Earlier this week, I posted this picture on facebook and said this:
"2nd revision. 2 day deadline on Saturday. So, I'm giving myself a little time to cry and I'll eat something really bad for me then I guess I'll get to work. There's a lot more red than black on these pages. I'm just sayin'.... "
It's the 2nd revision from my editor at Segullah. (That's still thrilling to say... My Editor. I'm learning to own it, Jen.) My deadline was in 2 days and I was feeling the crunch on top of children's homework, a family wedding and cousins visiting from California with whom I really wanted to spend time.
So I sat at the computer, said a prayer and started to revise. A little later a friend came to the door bearing a gift. A cold, chocolately ice cream gift. A little later in the day, another friend stopped by with a bag of goodies, some of my favorite goodies, involving chocolate and peanut butter.
They both relayed sentiments similar to the many amazing comments on facebook. Beautiful validation and support.
My heart swelled like a sponge soaking in the outpouring of love and friendship I felt from those reaching out to offer encouragement and support, through their words, well wishes and thoughtful gifts. Who am I to deserve any of this?
As I've reflected on this over the weekend, I've learned two things.
#1. I want to be that kind of friend to others. Because it's a big deal and goes a long way to feel so much love. I want to support and encourage friends as they achieve goals and work toward their dreams. I want to be aware of and involved in what my friends, family, spouse and children are doing so I can offer the same love and strength to them with which I have been so blessed.
The problem is I'm sort of a blockhead and I'm just not that aware. Too often I'm not paying attention, I'm wrapped up in myself or just plain distracted. It happens, doesn't it? We want to do something. We're ready and willing, we just don't know who or how. That leads me to #2.

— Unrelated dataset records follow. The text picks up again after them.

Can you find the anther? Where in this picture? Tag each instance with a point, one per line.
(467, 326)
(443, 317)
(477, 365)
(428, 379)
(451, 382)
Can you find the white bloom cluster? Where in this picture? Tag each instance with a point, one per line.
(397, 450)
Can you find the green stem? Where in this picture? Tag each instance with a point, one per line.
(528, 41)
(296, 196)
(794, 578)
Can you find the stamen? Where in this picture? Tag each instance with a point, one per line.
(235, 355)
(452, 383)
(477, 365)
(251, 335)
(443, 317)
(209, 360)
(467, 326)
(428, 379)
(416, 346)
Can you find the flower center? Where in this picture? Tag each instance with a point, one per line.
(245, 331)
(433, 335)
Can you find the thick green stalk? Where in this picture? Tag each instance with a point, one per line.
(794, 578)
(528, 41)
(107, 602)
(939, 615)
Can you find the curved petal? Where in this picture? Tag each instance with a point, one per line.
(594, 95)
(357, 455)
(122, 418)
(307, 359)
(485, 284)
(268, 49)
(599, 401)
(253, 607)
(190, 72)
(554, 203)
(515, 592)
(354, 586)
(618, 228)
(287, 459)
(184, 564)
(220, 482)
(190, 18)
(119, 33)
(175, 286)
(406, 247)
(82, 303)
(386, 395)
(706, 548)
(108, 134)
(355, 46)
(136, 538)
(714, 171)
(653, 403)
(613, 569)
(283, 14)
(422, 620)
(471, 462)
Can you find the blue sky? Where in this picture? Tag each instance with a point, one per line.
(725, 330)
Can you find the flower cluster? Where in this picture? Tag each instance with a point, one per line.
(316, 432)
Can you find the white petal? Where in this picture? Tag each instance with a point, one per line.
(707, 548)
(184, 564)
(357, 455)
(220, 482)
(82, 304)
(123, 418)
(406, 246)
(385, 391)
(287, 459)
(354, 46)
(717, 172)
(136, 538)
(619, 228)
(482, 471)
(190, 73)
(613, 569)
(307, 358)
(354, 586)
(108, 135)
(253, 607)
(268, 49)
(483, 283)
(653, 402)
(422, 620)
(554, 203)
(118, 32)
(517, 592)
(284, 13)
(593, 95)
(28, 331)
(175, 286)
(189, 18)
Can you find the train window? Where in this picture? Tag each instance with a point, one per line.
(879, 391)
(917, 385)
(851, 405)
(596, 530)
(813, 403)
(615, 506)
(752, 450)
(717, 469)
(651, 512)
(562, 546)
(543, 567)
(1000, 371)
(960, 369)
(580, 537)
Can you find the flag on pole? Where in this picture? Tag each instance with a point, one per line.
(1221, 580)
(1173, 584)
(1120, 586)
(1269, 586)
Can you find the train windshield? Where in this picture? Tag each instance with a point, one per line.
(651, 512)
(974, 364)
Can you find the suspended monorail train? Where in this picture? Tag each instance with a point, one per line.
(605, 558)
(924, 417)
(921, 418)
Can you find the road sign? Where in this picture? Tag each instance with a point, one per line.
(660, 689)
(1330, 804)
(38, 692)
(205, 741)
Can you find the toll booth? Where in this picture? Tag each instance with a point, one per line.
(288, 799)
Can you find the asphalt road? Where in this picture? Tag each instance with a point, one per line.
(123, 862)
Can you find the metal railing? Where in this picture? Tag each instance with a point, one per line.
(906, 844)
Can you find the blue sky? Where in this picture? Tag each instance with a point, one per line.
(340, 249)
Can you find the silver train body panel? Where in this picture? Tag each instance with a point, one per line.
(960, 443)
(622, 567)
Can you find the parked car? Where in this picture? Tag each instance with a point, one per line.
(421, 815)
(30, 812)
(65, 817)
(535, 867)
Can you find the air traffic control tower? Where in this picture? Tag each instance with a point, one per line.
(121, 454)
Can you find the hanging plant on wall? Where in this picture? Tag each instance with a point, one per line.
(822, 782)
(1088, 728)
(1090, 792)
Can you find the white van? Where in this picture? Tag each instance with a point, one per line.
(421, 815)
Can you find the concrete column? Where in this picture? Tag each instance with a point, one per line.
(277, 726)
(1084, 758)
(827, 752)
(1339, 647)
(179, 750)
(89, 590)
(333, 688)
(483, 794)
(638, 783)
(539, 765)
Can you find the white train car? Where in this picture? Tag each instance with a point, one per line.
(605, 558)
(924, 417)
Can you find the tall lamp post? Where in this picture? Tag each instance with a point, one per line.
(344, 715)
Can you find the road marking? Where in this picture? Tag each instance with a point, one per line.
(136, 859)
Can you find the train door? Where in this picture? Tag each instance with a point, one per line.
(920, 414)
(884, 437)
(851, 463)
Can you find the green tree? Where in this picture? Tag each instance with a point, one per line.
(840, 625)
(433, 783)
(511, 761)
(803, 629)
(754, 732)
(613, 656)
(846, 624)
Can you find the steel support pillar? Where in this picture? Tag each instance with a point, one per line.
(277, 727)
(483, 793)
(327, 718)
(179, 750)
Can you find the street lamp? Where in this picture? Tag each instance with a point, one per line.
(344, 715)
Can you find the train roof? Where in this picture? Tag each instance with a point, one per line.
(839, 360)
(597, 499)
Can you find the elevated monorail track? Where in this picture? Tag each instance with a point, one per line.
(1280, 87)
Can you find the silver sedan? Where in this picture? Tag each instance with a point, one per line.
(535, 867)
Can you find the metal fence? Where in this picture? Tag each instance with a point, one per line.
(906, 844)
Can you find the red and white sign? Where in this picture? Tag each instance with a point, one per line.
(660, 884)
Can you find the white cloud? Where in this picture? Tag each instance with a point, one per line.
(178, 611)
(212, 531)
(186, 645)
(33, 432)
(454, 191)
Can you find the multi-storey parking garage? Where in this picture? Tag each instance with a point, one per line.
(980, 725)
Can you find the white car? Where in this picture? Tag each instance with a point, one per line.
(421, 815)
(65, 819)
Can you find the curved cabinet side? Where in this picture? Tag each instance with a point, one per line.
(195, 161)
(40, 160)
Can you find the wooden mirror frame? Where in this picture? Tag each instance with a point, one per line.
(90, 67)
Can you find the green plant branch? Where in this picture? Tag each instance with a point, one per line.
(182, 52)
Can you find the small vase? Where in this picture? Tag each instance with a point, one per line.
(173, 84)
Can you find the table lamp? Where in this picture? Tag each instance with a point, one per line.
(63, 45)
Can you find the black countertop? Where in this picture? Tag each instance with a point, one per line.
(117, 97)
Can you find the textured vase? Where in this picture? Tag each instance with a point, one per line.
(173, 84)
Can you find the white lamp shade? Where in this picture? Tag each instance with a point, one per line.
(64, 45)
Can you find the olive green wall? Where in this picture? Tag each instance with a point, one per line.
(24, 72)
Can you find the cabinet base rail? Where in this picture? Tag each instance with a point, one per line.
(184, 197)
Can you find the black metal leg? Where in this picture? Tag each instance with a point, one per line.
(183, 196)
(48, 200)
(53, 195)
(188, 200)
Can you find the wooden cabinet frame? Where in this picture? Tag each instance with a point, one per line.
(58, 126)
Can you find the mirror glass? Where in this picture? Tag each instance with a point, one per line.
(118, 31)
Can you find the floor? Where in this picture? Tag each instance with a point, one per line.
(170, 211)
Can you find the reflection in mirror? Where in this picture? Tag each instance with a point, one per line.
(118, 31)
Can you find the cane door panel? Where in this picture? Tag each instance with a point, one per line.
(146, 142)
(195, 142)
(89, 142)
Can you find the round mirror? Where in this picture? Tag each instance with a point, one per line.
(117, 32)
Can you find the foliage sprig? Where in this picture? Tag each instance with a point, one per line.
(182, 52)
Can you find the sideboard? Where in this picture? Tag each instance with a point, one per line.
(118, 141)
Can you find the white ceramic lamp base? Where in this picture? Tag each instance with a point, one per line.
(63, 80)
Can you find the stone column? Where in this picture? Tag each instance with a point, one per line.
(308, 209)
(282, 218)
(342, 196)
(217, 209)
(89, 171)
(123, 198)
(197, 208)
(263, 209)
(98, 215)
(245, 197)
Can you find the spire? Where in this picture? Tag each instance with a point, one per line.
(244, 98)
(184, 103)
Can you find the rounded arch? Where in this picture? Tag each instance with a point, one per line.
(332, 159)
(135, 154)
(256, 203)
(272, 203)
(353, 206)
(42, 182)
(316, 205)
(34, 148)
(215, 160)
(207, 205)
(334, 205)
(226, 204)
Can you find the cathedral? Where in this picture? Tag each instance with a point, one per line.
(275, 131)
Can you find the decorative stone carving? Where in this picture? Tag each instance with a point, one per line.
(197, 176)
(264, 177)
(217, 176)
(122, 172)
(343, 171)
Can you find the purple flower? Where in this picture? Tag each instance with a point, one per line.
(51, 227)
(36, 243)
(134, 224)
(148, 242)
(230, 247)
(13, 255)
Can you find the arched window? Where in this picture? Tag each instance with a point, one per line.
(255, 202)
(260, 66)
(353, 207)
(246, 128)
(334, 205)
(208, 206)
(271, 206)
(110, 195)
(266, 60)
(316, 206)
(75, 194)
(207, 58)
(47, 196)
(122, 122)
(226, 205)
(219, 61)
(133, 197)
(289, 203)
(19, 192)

#2. Say Something. Let your friends and family know what you're working on, dreaming about, struggling with. We want to know! (And you may get yummy treats and amazing words of affirmation.) I'm reminded of the book "Mutant Message Down Under" by Marlo Morgan. She writes about the lessons she learned on a walk-about with an aboriginal tribe. At one point, she is trying to describe birthday parties to the tribe and they are clueless. They don't celebrate birthdays.
"If you don't celebrate getting older," I said, "what do you celebrate?"
"Getting better," was the reply. "We celebrate if we are a better, wiser person this year than last. Only you would know, so it is you who tells the others when it is time to have the party."
And later in the book -
"...it is in recognition of the uniqueness and contribution to life. They believe that the purpose for the passage of time is to allow a person to become better, wiser, to express more and more of one's beingness. So if you are a better person this year than last, and only you know that for certain, then you call for the party. Whe you say you are ready, everyone honors that."
I LOVE this concept. Hence, one of the reasons I posted on facebook in the first place. And I'm so grateful to the friends who are joining me in my journey and my celebration.
And for the rest of us knuckleheads, let's all celebrate with each other more often. Just remember, YOU can be the one to tell us when it is time to have the party!